Two instances of Superset are within scope:
Currently:
- superset is hosted on bare-metal on a single host: an-tool1010.eqiad.wmnet
- superset-next is hosted on a VM on on a single host: an-tool1005.eqiad.wmnet
They each use a discrete database on analytics_meta MariaDB database on an-coord1001 for storing state.
They use have an instance of memcached local to the host, which is used for various metadata caching, but not query results caching.
The purpose of this ticket is to try to achieve consensus on the benefits, costs, and potential risks of moving Superset to the DSE Kubernetes cluster.
At this stage, we believe that the following steps will be required:
- Write a lightweight design document describing how the Superset services are intened to work on Kubernetes T349396
- Create a Superset container image using GitLab-CI and the Blubber/Kokkuri framework. T352165
- Apply our patches not yet merged upstream to the supserset codebase in our Docker image - T356477
- Create a helm chart for Superset T352166
- Evaluate the upstream chart and if appropriate
use our policy review to decide whether or not we should use it. or: - Create a new helm chart for Superset using https://gitlab.wikimedia.org/repos/sre/sextant
- Evaluate the upstream chart and if appropriate
- Create two namespaces for superset and superset-next: https://gerrit.wikimedia.org/r/c/operations/deployment-charts/+/983718
- Add kubeadm config files for the two new namespaces: https://gerrit.wikimedia.org/r/c/operations/puppet/+/983720
- Create two helmfile deployment for superset and superset-next T353790
- Ensure that we are running an up-to-date version of Superset, facilitating the migration T335356
- Ensure necessary firewall rules are open between the DSE worker nodes and external services - T356623
- Create a keytab for each Superset deployment and make this available to the pods
- Make configuration secrets available to helmfile - T356480
- Configure ingress internal DNS records - T356481
- Add entries to the puppet service catalog - T356483
- Update public domain DNS records to make them point to the DSE Kubernetes ingress - T356482
- Configure OIDC authentication for superset on dse-k8s - T353794
- Write a migration plan for Superset to K8S - including what to do about the legacy instances.
- Monitor the availability of the superset deployments - T356484
- Create saved views for the superset deployment logs - T356485
- Update the wikitech page with our production readiness checklist - T356486
- Find a solution for the requestctl-generator html page - T356490
- Serve Superset static assets from an optimised container - T357890
n.b.

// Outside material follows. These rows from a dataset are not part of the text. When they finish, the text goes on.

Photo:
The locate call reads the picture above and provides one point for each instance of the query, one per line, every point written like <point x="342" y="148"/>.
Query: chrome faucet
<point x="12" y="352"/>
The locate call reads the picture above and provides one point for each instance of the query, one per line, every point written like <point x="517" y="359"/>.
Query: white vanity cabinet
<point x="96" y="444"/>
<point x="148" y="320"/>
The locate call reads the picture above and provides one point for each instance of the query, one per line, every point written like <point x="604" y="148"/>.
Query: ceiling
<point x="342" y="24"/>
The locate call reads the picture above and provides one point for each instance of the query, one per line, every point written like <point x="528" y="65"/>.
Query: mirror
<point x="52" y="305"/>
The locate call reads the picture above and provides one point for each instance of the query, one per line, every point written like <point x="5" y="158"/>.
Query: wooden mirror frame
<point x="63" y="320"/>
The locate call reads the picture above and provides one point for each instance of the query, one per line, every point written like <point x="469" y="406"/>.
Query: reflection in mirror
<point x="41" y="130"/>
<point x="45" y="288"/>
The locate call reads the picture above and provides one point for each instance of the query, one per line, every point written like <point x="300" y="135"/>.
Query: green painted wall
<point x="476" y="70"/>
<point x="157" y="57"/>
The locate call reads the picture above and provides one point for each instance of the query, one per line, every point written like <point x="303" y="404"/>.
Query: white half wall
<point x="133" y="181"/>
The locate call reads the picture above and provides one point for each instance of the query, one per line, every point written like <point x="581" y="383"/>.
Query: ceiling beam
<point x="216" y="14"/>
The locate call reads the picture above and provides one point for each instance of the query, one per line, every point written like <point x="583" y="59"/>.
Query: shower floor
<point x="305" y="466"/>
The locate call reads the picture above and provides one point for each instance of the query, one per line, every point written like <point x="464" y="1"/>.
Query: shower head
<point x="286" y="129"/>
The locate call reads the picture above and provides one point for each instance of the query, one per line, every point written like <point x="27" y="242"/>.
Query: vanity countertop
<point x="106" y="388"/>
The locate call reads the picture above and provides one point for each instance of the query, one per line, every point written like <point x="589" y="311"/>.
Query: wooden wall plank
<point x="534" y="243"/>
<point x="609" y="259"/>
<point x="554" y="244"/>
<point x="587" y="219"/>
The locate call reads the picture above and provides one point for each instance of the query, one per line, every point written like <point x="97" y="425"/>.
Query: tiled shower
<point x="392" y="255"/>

At present, we are not planning to move the metadata database (which is MariaDB in our case) to Kubernetetes.
The upstream helm charts declare a dependence on postgresql, which is what they tend to use with persistent volume claims, but for now we are not planning to use this.
We do have an option to migrate to PostgreSQL running on an-db100[1-2] (which is what Airflow uses) but we are not necessarily planning to take this option either. We have decided to stick with MariaDB for now.